- The EC has approved Denmark’s request to clear its renewable energy generation support scheme
- Denmark will be able to select renewable energy projects through competitive auctions between 2021 and 2024 and support them with up to DKK 3 billion under the scheme
- Support will be guaranteed to winning projects through a CFD premium to be paid for a maximum of 20 years
The European Commission (EC) has stamped its approval to a renewable energy electricity production support scheme of Denmark allowing the country to set aside a maximum of DKK 3 billion or €400 million ($481 million) budget to be invested till 2024 for renewable energy produced by solar PV, onshore and offshore wind turbines, wave power plants, and hydroelectric power plants.
According to the EC that assessed the scheme under EU State Aid Rules, the new scheme will enable Denmark reach its renewable energy targets ‘without unduly distorting competition’, while contributing to the overarching European target of achieving climate neutrality by 2050.

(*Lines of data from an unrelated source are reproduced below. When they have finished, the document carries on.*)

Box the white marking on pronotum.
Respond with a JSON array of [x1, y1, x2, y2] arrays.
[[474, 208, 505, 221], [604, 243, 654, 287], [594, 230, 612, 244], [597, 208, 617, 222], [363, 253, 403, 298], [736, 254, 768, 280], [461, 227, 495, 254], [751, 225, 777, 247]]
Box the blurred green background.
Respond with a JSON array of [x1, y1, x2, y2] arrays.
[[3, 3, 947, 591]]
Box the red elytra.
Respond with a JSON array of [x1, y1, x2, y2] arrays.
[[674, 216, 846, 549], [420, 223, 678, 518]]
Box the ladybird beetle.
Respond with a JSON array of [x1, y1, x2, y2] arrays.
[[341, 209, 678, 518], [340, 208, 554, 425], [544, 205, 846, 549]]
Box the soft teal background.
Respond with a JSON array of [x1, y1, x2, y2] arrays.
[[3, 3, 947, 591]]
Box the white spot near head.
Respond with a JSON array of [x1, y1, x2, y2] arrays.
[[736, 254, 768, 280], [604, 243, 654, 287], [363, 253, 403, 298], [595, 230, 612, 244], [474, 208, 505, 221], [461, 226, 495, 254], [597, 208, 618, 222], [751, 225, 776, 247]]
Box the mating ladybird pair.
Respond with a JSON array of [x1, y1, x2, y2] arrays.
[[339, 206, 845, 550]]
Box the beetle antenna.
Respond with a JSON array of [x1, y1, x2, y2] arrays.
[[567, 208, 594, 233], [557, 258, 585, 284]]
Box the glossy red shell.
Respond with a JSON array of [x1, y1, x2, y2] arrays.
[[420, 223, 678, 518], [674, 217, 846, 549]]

Denmark will be able to award this budget to projects selected through competitive tenders to be held between 2021 and 2024, and will take the form of a 2-way contract-for-difference (CFD) premium. The EC describes, under the model, when the electricity price is below a reference price as established in an auction, the state will pay the renewable energy producer the difference between the actual electricity price and the reference one, for a maximum of 20 years after the project is grid connected.

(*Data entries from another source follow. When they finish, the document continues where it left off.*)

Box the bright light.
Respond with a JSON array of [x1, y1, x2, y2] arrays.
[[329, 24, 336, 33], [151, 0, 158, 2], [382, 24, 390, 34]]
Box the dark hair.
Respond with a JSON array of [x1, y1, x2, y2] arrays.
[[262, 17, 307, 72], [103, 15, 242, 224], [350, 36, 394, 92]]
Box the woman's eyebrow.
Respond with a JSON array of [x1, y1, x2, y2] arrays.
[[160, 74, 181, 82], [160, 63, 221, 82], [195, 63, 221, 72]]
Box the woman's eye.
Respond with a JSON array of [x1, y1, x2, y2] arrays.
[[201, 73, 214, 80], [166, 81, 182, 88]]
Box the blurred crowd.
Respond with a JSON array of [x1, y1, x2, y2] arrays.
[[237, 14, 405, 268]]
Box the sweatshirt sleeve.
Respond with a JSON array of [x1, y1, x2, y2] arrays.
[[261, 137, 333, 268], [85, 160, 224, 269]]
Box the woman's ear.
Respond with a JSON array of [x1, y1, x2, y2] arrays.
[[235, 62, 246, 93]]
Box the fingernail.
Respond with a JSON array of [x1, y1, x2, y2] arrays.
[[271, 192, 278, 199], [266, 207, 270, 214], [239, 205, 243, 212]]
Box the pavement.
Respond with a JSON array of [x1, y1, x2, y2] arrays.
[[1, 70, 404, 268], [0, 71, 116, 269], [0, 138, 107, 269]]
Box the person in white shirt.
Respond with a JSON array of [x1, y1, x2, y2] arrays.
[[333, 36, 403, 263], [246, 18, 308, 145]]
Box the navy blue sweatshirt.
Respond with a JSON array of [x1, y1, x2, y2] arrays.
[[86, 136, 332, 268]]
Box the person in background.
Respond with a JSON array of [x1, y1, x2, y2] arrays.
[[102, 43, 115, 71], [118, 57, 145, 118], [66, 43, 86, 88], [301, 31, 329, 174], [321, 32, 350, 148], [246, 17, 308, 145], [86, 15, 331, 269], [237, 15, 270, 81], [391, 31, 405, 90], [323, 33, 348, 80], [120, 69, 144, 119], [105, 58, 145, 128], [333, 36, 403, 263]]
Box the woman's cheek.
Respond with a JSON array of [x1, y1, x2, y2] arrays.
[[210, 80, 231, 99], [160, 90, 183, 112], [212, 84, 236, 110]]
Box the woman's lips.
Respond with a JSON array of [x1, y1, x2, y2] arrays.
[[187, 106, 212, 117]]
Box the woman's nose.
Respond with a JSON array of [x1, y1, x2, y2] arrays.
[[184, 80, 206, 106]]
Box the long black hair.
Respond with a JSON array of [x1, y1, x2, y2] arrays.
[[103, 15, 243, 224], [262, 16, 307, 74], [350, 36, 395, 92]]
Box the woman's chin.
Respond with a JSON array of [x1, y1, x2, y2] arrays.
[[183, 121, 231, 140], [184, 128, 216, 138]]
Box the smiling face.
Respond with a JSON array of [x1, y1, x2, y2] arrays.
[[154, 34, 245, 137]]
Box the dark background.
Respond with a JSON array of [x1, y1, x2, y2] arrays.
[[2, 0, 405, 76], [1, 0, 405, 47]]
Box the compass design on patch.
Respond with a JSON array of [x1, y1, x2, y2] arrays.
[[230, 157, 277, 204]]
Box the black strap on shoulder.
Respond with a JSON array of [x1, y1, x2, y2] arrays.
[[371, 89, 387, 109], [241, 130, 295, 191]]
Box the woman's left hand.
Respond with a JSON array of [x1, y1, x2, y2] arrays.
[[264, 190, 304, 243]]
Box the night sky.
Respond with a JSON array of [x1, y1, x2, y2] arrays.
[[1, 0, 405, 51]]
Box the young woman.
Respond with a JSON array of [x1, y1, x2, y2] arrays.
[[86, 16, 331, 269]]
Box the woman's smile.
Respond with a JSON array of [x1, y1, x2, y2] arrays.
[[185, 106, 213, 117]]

This, explains EC, helps renewable energy producers make necessary investments as it guarantees them long-term price stability.
“This Danish scheme will contribute to substantial reductions in greenhouse emissions, supporting the objectives of the Green Deal,” said EC’s Executive Vice-President Margrethe Vestager in charge of competition policy. “The wide eligibility criteria and the selection of the beneficiaries through a competitive bidding process will ensure the best value for taxpayers money and will minimize possible distortions of competition.”

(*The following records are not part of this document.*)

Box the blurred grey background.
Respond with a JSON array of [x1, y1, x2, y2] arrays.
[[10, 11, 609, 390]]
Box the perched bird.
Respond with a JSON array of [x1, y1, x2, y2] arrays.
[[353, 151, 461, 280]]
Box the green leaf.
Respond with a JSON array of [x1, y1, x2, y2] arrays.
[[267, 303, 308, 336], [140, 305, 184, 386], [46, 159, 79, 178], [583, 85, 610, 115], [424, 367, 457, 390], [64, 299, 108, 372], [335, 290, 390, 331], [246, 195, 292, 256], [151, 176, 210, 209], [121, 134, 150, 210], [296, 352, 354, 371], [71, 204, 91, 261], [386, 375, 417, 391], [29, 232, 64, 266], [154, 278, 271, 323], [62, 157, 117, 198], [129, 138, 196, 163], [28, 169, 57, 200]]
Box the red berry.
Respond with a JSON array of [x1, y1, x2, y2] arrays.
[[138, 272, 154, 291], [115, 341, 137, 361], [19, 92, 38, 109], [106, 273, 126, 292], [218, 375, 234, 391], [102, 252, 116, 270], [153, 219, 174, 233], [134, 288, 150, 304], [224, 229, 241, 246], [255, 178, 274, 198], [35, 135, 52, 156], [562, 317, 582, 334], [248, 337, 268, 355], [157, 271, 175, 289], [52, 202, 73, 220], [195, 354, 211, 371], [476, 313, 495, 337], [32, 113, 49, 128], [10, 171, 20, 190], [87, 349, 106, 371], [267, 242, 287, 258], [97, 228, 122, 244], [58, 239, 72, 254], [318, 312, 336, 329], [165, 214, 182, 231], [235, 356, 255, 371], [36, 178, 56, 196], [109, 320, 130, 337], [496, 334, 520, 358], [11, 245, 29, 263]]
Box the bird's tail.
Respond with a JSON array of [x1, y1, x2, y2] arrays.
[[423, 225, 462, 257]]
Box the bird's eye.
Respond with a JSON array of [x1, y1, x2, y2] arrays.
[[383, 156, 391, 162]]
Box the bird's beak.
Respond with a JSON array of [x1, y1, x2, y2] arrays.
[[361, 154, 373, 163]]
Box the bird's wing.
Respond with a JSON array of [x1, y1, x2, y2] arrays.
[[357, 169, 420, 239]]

The scheme will replace a similar aid scheme for Denmark that expired on December 31, 2019, after which the country notified the commission of its intention to introduce a new scheme to support electricity production from renewables.
In April 2021, the EU Council and European Parliament reached a provisional agreement for the bloc to reduce its GHG emissions by 55% by 2030, while aiming for no net emissions of GHG in 2050.